Хейзан долго лежал с открытыми глазами и ворочался с корня на корень, проклиная северный ветер, от которого заныло его плечо. В конце концов он поднялся на ноги и уселся рядом с Рохелин. В голове царил полный бардак — вот что бывает, горько подумал он, когда на привычный мир обрушивается небо.

— Хель… — начал было Хейзан, когда Рохелин неожиданно оборвала его:

— Почему Хель?

Хейзан озадаченно пожал плечами:

— А как я должен тебя называть? Рохля, да простят меня боги?

— Не смешно, — отрезала Рохелин.

Хейзан проглотил язвительный ответ и честно описал свои ощущения:

— Хель кажется мне куда более выразительным и… северным именем, чем какая-нибудь Роши.

Рохелин кивнула с еле заметным усилием, которое не укрылось от Хейзанова проницательного взгляда. Маг осторожно коснулся ее плеча и погладил, не намекая ни на что, кроме молчаливой поддержки.

— Отец называл меня Рошик, — наконец призналась она.

— О нем ты всю ночь думала? И прошлую тоже?

Рохелин покачала головой, но Хейзан знал, что она лукавит: не удержался и проник в ее мысли, которые высветили полноватого мужчину, показывающего дочери, как стрелять из лука. Рохелин, которой на вид было лет тринадцать, заложила тетиву и отпустила — но чуда не случилось, и стрела ушла мимо, вонзившись в соседнее дерево. Сольгрим еще раз объяснил ей, как правильно ставить ноги и держать локоть…

— Знаешь что, Хель? — тихо произнес Хейзан. — Смирись. В твоей жизни еще будут мужчины, которые тебя не предадут — наставники, братья и любовники. Хоть я, скорее всего, и не один из них.

Только ли потому, что его самого бросали на произвол судьбы бесчисленное множество раз?..

— Не надо, — попросила Рохелин, но Хейзана было уже не остановить.
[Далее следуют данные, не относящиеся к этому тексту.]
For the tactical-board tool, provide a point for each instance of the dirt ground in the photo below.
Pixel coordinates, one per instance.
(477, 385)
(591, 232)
— Только я тебе вру, потому что в самой людской природе заложено стремление предать. Мы сволочи, Хель.

— Хейзан…

— Нет, слушай, — говорил он распалясь, — даже если слышишь не слова, а то, как брехают на меня псы. Или плещутся волны, где ни звезд, только рыбы, которых я терпеть не могу. Пусть плавают, конечно им, но на вкус они чертовски отвратительны. Пусть… уж кто-кто, но я, — Хейзан усмехнулся с какой-то снисходительностью то ли к себе, то ли ко вселенной (что сейчас было для него одним и тем же), — имею право произносить это “пусть”. Уж кто-кто — медиатор, межевой столб, способный вскипятить слои воды и сварить лупоглазых рыб заживо. Власть, да? Ан нет; все — недожатая всесильность, все — мельчайший скол, заставляющий сомневаться, что атом неделим: великоватым будет. Сломанный масштаб — эта жизнь, яркая, но недолгая вспышка в созвездии Киля — а эхо-то, эхо… до глубин, где рыбы уже другие. Совсем другие.

Три — вернее, чуть больше, на четвертинку, как у цитруса — удара сердца он удушливо молчал.

— Черт возьми, — выдохнул.

Тьма окружающего леса обрела аромат пролитых чернил. Рохелин всхлипнула и закрыла руками лицо; кто из теней Скорбящего был настоящими Обездоленными — люди с мертвыми головами или они двое? Чье существование жестокая воля извне исказила сильнее?

— Мне так жаль, — прошептала она. — И тебя, и себя.

— Ты хотя бы умеешь проживать чужую боль как свою собственную.

Проклятие почище того, что привело их в Скорбящий, мелькнула мысль.